We are told this early on in our writing experience: Word repetition should be avoided whenever possible. Be it nouns, verbs, descriptors, pronouns, whatever, nothing is more boring than finding the same word more than once in a sentence. It feels clumsy, basic, and uninspired, and out loud it creates an unmistakable grating sound. We learn to mix up our word choices, vary our verbs, and sometimes rewrite entire paragraphs to avoid ugly duplication. Eventually, our writing has all the variety of a Midwestern dinner buffet. At that point, we start learning when repetition might be a good thing.

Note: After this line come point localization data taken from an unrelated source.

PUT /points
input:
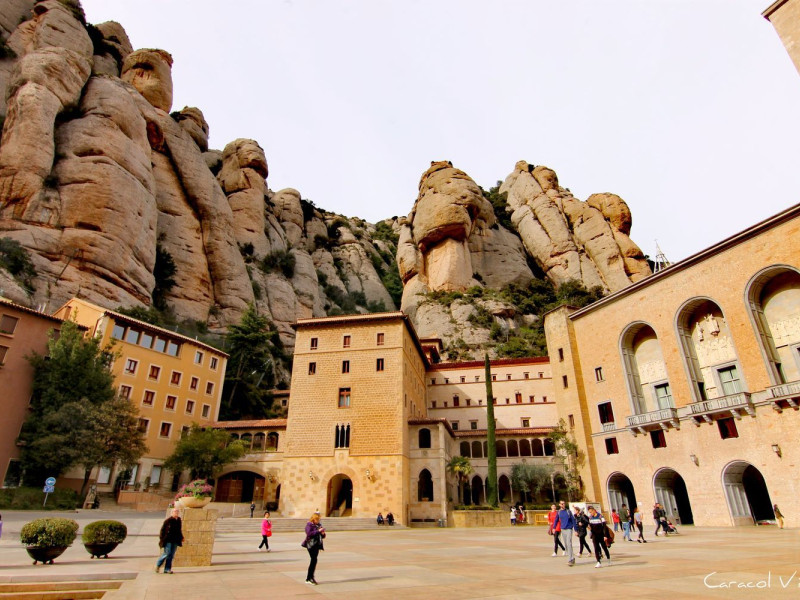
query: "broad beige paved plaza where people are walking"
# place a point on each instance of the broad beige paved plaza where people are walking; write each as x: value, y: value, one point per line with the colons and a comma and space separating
x: 503, y: 563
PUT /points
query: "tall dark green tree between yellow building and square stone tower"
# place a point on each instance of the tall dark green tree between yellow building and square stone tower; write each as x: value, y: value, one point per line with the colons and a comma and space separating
x: 250, y: 374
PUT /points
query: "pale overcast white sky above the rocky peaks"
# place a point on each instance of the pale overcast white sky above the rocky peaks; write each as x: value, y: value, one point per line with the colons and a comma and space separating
x: 687, y: 109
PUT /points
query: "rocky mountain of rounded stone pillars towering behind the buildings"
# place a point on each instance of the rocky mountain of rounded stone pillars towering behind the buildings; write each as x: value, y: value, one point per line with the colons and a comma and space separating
x: 119, y: 200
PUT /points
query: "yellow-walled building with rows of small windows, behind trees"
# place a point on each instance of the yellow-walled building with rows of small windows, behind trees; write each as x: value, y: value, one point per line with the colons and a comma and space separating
x: 173, y: 380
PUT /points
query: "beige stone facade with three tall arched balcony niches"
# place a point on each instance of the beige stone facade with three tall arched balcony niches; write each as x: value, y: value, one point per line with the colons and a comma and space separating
x: 684, y: 387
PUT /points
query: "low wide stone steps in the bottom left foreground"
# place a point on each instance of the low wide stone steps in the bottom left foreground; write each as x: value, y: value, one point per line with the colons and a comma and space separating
x: 66, y: 587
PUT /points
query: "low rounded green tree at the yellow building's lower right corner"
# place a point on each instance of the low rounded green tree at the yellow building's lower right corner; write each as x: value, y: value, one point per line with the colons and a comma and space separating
x: 204, y: 452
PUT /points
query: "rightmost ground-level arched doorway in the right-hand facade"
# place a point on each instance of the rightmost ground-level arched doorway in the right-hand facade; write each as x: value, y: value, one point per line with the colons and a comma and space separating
x: 747, y: 494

Consider this sentence: "He ran out of his house, through the backyard, into the fields, away from every bad thing that ever happened to him, until he could no longer breathe." Pretty good as far as keeping the word blend in there. But what happens if we actually put some word repetition into this? "He ran out of his house, running through the backyard, running into the fields, running away from every bad thing that ever happened to him, running until he could no longer breathe." Repeating the word "running" is exhausting, but that actually serves a purpose by emphasizing just how important it is for this character to run away from whatever bothers him so much. In this case, repetition works to the writer's advantage because it takes its toll on the reader, which is exactly what this sentence should do.Here's another example, this time through poetry. In one of the writer groups I attend, a fellow writer, poet, and all around good egg introduced us to a poem called a triolet. I had never known about such a thing, but once I heard about it, I became a little bit obsessed. A triolet can come in many forms, but one of the standard forms is an eight-line poem where the 1st, 4th, and 7th lines are the same line, the 2nd and 8th lines are the same line (different from the 1st, 4th, and 7th), and the rhyme scheme is ABAAABAB (the 3rd and 5th lines can be whatever you want as long as they fit the rhyme scheme. If this sounds complicated, well, it is at first, or at least until you see one. I would use my fellow writer's example but I do not know it offhand and didn't get permission anyway. Therefore, here is a simple triolet:
A gentle touch, a whispered name.
It holds us close through darkest night—
Love lingers in the morning light.
Though time may blur our keenest sight,
The heart remains a steady flame.
Love lingers in the morning light,
A gentle touch, a whispered name.
This kind of poem lives for repetition, using if specifically to reinforce a point. Now, this being poetry, there are allowances for repeating one's self and such, and many grammatical rules are optional. However, this emphasizes that using the same words or phrases can be a positive, even moving experience. You just need to know when to do it, and have a good sense of why it matters. In short, learn the rules so you know the best ways to break them.